Showing 6 changed files with 199 additions and 54 deletions.
diff --git a/data_prep/introspector.py b/data_prep/introspector.py
@@ -343,8 +343,10 @@ def query_introspector_public_classes(project: str) -> list[str]:
   return _get_data(resp, 'classes', [])
 
 
-def query_introspector_source_code(project: str, filepath: str, begin_line: int,
-                                   end_line: int) -> str:
+def query_introspector_source_code(project: str,
+                                   filepath: str,
+                                   begin_line: int = 0,
+                                   end_line: int = 10000) -> str:
   """Queries FuzzIntrospector API for source code of a
     file |filepath| between |begin_line| and |end_line|."""
 

diff --git a/experiment/evaluator.py b/experiment/evaluator.py
@@ -283,18 +283,23 @@ def _fix_generated_fuzz_target(self, ai_binary: str,
                                  run_result: Optional[RunResult],
                                  dual_logger: _Logger, language: str):
     """Fixes the generated fuzz target."""

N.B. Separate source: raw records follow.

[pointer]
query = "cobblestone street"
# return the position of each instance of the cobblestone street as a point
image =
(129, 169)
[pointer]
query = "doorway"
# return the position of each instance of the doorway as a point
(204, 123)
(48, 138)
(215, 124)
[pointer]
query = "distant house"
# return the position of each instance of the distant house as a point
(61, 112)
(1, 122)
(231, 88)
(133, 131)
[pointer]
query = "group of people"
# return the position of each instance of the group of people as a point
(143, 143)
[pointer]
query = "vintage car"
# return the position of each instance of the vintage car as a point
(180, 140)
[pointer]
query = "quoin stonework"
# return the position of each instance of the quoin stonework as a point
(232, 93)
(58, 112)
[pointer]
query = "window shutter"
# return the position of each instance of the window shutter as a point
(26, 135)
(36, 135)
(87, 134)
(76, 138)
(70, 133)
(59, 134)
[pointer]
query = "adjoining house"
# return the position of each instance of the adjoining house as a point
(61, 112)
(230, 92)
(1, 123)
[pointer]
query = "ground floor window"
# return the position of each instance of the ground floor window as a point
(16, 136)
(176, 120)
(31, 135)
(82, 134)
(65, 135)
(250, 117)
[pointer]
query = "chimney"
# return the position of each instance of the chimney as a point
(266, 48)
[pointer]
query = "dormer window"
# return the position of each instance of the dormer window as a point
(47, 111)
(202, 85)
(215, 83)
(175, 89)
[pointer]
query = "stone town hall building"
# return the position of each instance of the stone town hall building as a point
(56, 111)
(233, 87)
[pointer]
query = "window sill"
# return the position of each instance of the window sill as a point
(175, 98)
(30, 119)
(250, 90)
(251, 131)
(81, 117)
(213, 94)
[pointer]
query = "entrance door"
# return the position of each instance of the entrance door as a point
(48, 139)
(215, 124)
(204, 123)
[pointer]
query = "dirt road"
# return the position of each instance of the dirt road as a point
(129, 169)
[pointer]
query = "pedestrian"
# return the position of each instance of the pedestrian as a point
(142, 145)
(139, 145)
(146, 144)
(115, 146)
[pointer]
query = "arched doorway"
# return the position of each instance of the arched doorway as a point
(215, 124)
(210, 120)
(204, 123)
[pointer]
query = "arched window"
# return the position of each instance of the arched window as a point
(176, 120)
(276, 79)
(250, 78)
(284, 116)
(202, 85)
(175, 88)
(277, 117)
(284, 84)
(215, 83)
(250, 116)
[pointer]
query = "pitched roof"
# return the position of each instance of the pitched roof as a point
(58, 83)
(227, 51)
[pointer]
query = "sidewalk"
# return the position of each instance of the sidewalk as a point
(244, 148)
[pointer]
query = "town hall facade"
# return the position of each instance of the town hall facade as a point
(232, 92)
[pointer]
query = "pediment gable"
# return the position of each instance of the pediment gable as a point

-    if build_result.succeeded and not language == 'jvm':
-      if run_result:
-        error_desc, errors = run_result.semantic_check.get_error_info()
+    jvm_coverage_fix = False
+    error_desc, errors = '', []
+    if build_result.succeeded:
+      if language == 'jvm':
+        jvm_coverage_fix = True
       else:
-        dual_logger.log(f'Warning: Build succeed but no run_result in '
-                        f'{generated_oss_fuzz_project}.')
-        error_desc, errors = '', []
+        if run_result:
+          error_desc, errors = run_result.semantic_check.get_error_info()
+        else:
+          dual_logger.log(f'Warning: Build succeed but no run_result in '
+                          f'{generated_oss_fuzz_project}.')
     else:
       error_desc, errors = None, build_result.errors
+
     code_fixer.llm_fix(ai_binary, target_path, self.benchmark, iteration,
                        error_desc, errors, self.builder_runner.fixer_model_name,
-                       language)
+                       language, jvm_coverage_fix)
     shutil.copyfile(
         target_path,
         os.path.join(oss_fuzz_checkout.OSS_FUZZ_DIR, 'projects',
@@ -388,9 +393,57 @@ def check_target(self, ai_binary, target_path: str) -> Result:
         build_result = BuildResult()
         run_result = None
 
+      # 2. Calculate coverage percentage and coverage diff
+      coverage_summary = None
+      total_lines = 0
+      coverage_percent = 0.0
+      coverage_diff = 0.0
+      if run_result:
+        # Gets line coverage (diff) details.
+        coverage_summary = self._load_existing_coverage_summary()
+
+        if self.benchmark.language in ['python', 'jvm'] and run_result.coverage:
+          # The Jacoco.xml coverage report used to generate summary.json on
+          # OSS-Fuzz for JVM projects does not trace the source file location.
+          # Thus the conversion may miss some classes because they are not
+          # present during coverage report generation. This fix gets the total
+          # line calculation from the jacoco.xml report of the current run
+          # directly and compares it with the total_lines retrieved from
+          # summary.json. Then the larger total_lines is used which is assumed
+          # to be more accurate. This is the same case for python project which
+          # the total line is determined from the all_cov.json file.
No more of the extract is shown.